Prim's Algorithm produces a minimum spanning tree of G
Assume all edge costs are distinct. Let C be any cycle in G, and let edge e=(v,w) be the most expensive edge belonging to C. Then e does not belong to any minimum spanning tree of G.
The Reverse-Delete Algorithm produces a minimum spanning tree of G
Consider any edge e = (v,w) removed by Reverse-Delete. If edge e is removed, it is a part of a cycle. It is the most expensive as it is the first encountered. As long as output is all connected, the proof is done.
Combination of the Cut Property and the Cycle Property implies that any algorithm that builds a spanning tree by repeatedly including and removing edges when justified, will end up with a minimum spanning tree.
If edge costs are not distinct, make them distinct by extremely small numbers. This creates tie-breakers to resolve comparisons.
Implementing Prim's Algorithm
Runtime: O(mlogn)
Keep the nodes in a priority queue with these attachment costs a(v) as the keys
Select a node with extract min; update the attachment costs using change key
n-1 iterations in which we perform extract min
Perform change key at most once for each edge
Can be implemented with n nodes and m edges to run in O(m) time, plus the time for n extract min and m change key operations
Extensions
Point-to-point distances: willing to reduce these even if we pay more for the set of edges
Congestion on the edges: one could seek a spanning tree in which no single edge carries more than a certain amount of traffic
Is a spanning tree event the right solution? Resilience as an explicit goal.
Personal Thoughts
This section was not overly hard to understand. A lot of the concepts were straightforward and we discussed them thoroughly in class. Not surprisingly, the part I struggled with was understanding the various proofs in this section. This section was more proof-heavy than some of the other sections, so that made the section a little more dense. Readability: 6 Interesting: 6
4.6 Implementing Kruskal's Algorithm: The Union-Find Data Structure
Consider a scenario in which a graph evolves through the addition of edges: Fixed population of nodes that grows over time by having edges appear between certain pairs of nodes.
Data structure called Union-Find to store a representation of the components in a way that supports rapid searching and expansion.
The Problem
Union-Find data structure allows us to maintain disjoint sets
If we add edge (u,v) to the graph, first test if u and v are already in the same connected component. If not, Union(Find(u),Find(v)) to merge the two components
MakeUnionFind(S): where all elements are in separate sets
Find(u): return the name of set containing u
Union(A,B): cahnge the data structure by merging the sets A and B into a single set. → O(logn)

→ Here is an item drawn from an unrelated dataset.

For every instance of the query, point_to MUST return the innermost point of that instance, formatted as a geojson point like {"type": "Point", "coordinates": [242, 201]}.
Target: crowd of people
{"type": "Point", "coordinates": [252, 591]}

A Simple Data Structure for Union-Find
Explicitly maintain the list of elements in each set, so we don't have to look through the whole array to find the elements that need updating.
Maintain an additional array size of length n, where size[A] is the size of set A, and when a Union(A,B) operation is performed, we use the name of the larger set for the union.
After these optimizations: worst case = O(n)
Consider the array implementation of Union-Find data structure for some set S of size n, where unions keep the name of the larger set. The Find operation takes O(1) time, MakeUnionFind(S) takes O(n) time, and any sequence of k Union operations takes at most O(klogk) time.
Consider a sequence of k Union operations
Only updating the array Component is the only part that takes more than O(1) time.
Componenet[v] gets updated at most logbase2(2k). At most 2k elements are involved in any Union operations, so bound of O(klogk)
A Better Data Structure for Union-Find
Use pointers
each node contained in a record with an associated pointer to the name of the set that contains v
Two sets A and B
Pointer-based data structure implements Union in O(1) time
Find operation: number of steps needed is exactly the number of times the set containing node u had to change its name; number of times Component[u] array position is updated: as large as O(n)
To optimize, we keep the name of the larger set as the name of the union.
We will maintain an additional field with the nodes: the size of the corresponding set.
Further Improvements
Implementing Kruskal's Algorithm
Use Union-Find data structure
Sort edges by cost: O(mlogm)
At most one edge between any pair: O(mlogn)
Union-Find structure is used to maintain the connected components as edges are added
For each edge considered, compute Find(u) and Find(v). Check equality to see if they belong to different components
Merge if the algorithm decides to include edge e in the tree T
Personal Thoughts
Just like the last section, this section was pretty reasonable to understand. We did go through this material in class, so that helped. The data operations were pretty simple, though there was a lot of variability in implementation style, which was a little confusing to keep track of. Overall, not too bad though!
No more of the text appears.